On Wed, Jul 20, 2022 at 6:51 PM Bart Van Assche <bvanassche@xxxxxxx> wrote:
I'm not familiar with the SATA code but from a quick look it seems like
the above code is only triggered from inside the ATA error handler
(ata_do_eh() -> ata_eh_recover() -> ata_eh_revalidate_and_attach() ->
schedule_work(&(ap->scsi_rescan_task) -> ata_scsi_dev_rescan()). It
doesn't seem normal to me that the ATA error handler gets invoked during
a resume. How about testing the following two code changes?

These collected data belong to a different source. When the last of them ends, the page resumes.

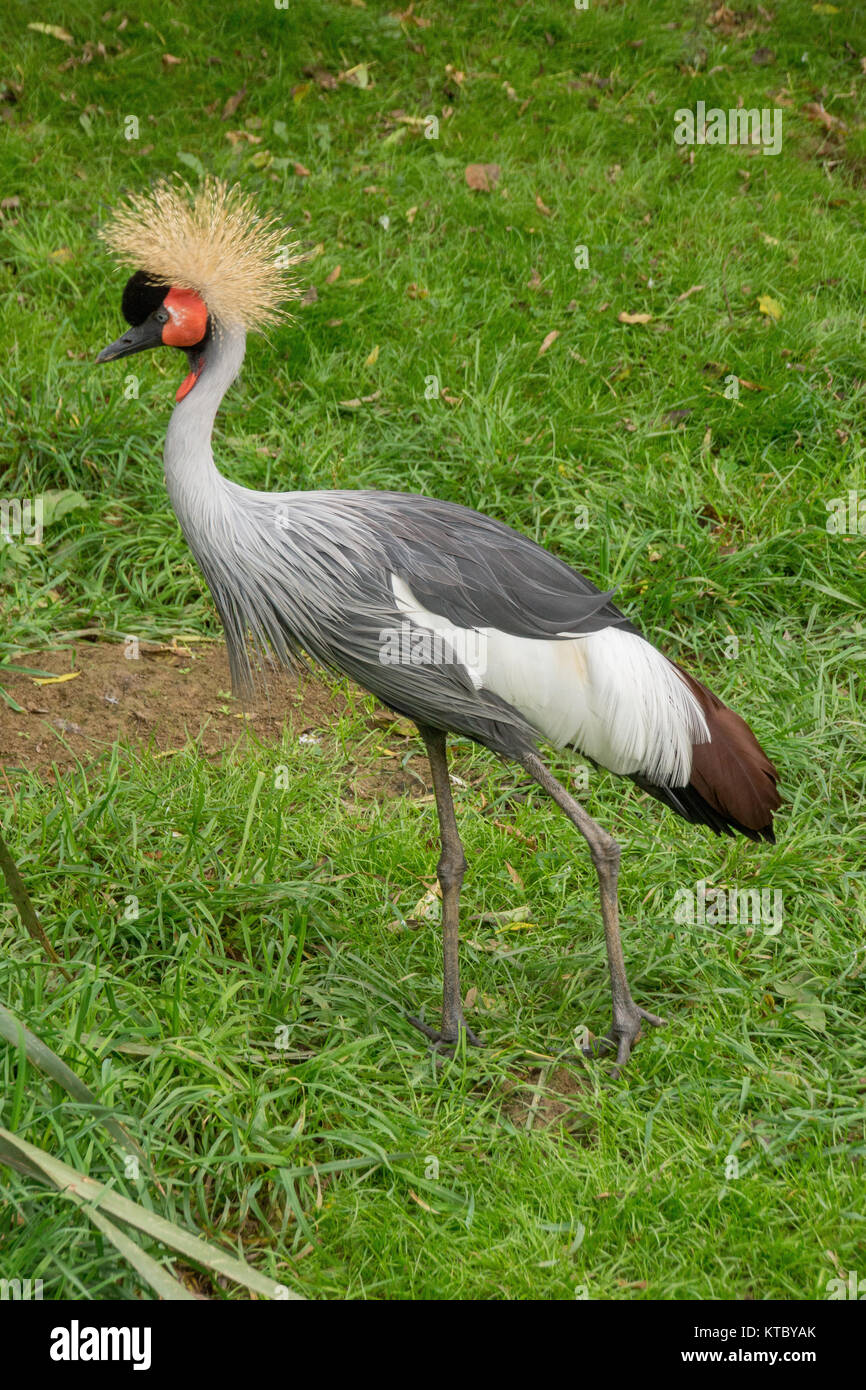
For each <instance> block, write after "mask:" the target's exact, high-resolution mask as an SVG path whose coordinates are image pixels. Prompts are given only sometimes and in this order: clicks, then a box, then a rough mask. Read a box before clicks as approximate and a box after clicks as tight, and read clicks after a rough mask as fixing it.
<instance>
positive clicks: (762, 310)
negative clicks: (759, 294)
mask: <svg viewBox="0 0 866 1390" xmlns="http://www.w3.org/2000/svg"><path fill="white" fill-rule="evenodd" d="M758 311H759V313H762V314H766V316H767V318H774V320H776V321H777V322H778V320H780V318H781V314H783V309H781V304H780V303H778V300H777V299H770V296H769V295H759V296H758Z"/></svg>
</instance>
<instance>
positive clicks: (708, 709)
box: [635, 666, 781, 842]
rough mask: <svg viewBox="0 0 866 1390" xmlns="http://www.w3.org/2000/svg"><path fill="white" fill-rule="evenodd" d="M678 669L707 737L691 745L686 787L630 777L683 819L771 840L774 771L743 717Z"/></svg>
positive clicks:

Thanks for your suggestions!
* In sd_start_stop_device(), change "return sd_submit_start(sdkp, cmd,
sizeof(cmd))" into "sd_submit_start(sdkp, cmd, sizeof(cmd))" and below
that call add "flush_work(&sdkp->start_done_work)". This makes
sd_start_stop_device() again synchronous. This will learn us whether the
behavior change is caused by submitting the START command from another
context or by not waiting until the START command has finished.
Unfortunately this doesn't have any impact.
* Back out the above change, change "return sd_submit_start(sdkp, cmd,
sizeof(cmd))" again into "sd_submit_start(sdkp, cmd, sizeof(cmd))" and
below that statement add a call to
scsi_run_queue(sdkp->device->request_queue). If this change helps it
(that's the static scsi_run_queue() in drivers/scsi/scsi_lib.c?)
means that the scsi_run_queue() call is necessary to prevent reordering
of the START command with other SCSI commands.
Unfortunately this doesn't have any impact either.